In a shift meant to minimize the spread of misleading health-related content, Facebook announced Tuesday that it had made an algorithm tweak to demote “sensational or misleading” posts around the topic.
In a Newsroom post, the company disclosed that the newly announced News Feed change actually quietly went into effect last month, targeting posts making “exaggerated” health, nutrition, and fitness claims as well as content promoting the sale of related products and services.
Facebook says that it now evaluates health-related posts to see if they overstate their claims or mislead users, as in the case of “making a sensational claim about a miracle cure.”

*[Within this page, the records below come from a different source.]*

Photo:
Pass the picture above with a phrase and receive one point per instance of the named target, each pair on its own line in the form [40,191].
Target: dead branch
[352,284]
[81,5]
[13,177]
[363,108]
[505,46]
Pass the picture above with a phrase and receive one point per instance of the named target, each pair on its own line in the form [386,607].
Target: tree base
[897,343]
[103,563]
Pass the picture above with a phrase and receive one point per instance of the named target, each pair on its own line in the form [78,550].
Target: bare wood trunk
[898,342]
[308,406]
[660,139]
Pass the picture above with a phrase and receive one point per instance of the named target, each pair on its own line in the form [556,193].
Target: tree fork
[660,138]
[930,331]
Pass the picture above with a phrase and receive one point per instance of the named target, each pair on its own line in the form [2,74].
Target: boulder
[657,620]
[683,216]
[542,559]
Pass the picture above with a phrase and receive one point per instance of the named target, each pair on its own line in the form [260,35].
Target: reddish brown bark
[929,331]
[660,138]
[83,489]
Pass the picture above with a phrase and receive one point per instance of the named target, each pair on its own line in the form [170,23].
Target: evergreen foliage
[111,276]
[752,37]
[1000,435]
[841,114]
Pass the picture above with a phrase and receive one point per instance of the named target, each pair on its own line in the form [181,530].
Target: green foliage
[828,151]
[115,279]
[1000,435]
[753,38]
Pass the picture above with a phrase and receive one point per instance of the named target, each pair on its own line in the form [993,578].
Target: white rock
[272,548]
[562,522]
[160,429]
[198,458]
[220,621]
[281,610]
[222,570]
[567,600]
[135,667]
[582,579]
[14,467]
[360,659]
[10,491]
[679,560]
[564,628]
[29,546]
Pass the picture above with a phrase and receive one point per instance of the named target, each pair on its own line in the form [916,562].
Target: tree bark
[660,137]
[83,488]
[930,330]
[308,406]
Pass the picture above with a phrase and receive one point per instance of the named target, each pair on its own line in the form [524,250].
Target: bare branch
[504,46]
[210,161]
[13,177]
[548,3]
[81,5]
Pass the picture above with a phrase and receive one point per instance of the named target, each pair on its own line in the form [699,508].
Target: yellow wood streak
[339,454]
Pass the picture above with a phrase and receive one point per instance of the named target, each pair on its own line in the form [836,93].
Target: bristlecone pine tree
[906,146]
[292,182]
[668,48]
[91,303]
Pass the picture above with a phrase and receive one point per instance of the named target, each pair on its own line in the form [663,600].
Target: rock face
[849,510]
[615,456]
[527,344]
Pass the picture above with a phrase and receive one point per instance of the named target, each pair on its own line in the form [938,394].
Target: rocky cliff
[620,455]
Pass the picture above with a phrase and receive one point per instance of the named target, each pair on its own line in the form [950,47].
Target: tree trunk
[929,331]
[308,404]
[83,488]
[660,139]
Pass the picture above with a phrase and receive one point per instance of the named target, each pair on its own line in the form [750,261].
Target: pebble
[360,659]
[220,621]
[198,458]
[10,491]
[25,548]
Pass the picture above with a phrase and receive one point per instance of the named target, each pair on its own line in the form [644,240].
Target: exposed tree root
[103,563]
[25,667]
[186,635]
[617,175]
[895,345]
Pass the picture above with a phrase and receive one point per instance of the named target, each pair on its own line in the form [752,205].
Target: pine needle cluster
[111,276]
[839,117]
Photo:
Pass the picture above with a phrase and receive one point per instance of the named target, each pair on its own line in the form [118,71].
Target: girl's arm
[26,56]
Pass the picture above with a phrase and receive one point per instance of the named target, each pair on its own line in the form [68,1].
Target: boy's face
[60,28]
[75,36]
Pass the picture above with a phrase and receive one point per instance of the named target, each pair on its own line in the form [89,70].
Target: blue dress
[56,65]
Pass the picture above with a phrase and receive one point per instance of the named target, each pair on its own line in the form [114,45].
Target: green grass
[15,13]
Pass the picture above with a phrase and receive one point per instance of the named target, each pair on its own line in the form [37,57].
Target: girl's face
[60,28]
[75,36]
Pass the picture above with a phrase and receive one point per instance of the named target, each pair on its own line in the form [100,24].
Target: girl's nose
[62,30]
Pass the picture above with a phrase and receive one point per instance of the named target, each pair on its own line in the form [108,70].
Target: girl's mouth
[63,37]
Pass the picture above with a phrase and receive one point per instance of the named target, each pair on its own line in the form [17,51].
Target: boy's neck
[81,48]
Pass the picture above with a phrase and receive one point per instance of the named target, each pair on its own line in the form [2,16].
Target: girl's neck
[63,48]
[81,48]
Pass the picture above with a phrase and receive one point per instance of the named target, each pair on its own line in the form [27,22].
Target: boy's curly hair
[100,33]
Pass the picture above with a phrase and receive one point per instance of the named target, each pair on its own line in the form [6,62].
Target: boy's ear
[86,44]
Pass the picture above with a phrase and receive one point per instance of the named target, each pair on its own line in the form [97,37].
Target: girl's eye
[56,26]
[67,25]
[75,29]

The company also said that it will examine promotional posts selling unproven health and wellness products, such as weight loss pills.
Facebook has come under fire recently for the viral spread of “anti-vaxx” content disseminating potentially deadly medical misinformation across its platform. In March, the company confronted concerns around misleading vaccine posts, announcing that it would downrank groups and posts sharing such content to make it more difficult to find, both on Facebook and Instagram.
In making the decision to hide or minimize health misinformation on Facebook rather than remove it outright, the company is opting to treat this kind of content like clickbait, an annoying phenomenon but one usually with lower real world stakes. The methodology is the same too—Facebook identifies key phrases associated with bogus health claims and uses these phrases to identify and downlink future content.
Without sufficient human moderators dedicated to the task, an over-reliance on algorithmic filtering will always have blind spots. For example, the search “Are vaccines safe?” yields medically accurate results, but a search of popular anti-vaxx figure Andrew Wakefield leads to multiple Facebook pages with tens of thousands of followers, one of which made almost 20 posts casting doubt on vaccine safety within the last 24 hours.
From that page, Facebook users are encouraged to like a host of other anti-vaccine pages, including “Vaccine facts” and the Alabama Coalition for Vaccine Rights, a group posting links denouncing public figures who “normalize vaccine injury.” For users who've already dipped their toes into conspiracy theories, finding more posts and pages that confirm their existing biases remains easy.
Facebook regularly updates its rules to reduce potentially dangerous content, but those policy changes can be a blunt instrument. As Vice reports, in Facebook's effort to eradicate opioid sales on its platform, the company has also removed groups that support drug users and blocked ads for potentially life-saving fentanyl test kits.
Health misinformation is one social media ill that isn't unique to Facebook. Between the health and wellness SEO grab being waged in Google's search results and viral YouTube culture, Google has an equal if not greater problem on its hands.
Among prominent social platforms, Pinterest is the only company that's taken a hardline approach: It blocked search results related to vaccines altogether.
“It’s better not to serve those results than to lead people down what is like a recommendation rabbit hole,” Pinterest Public Policy Manager Ifeoma Ozoma said of the decision.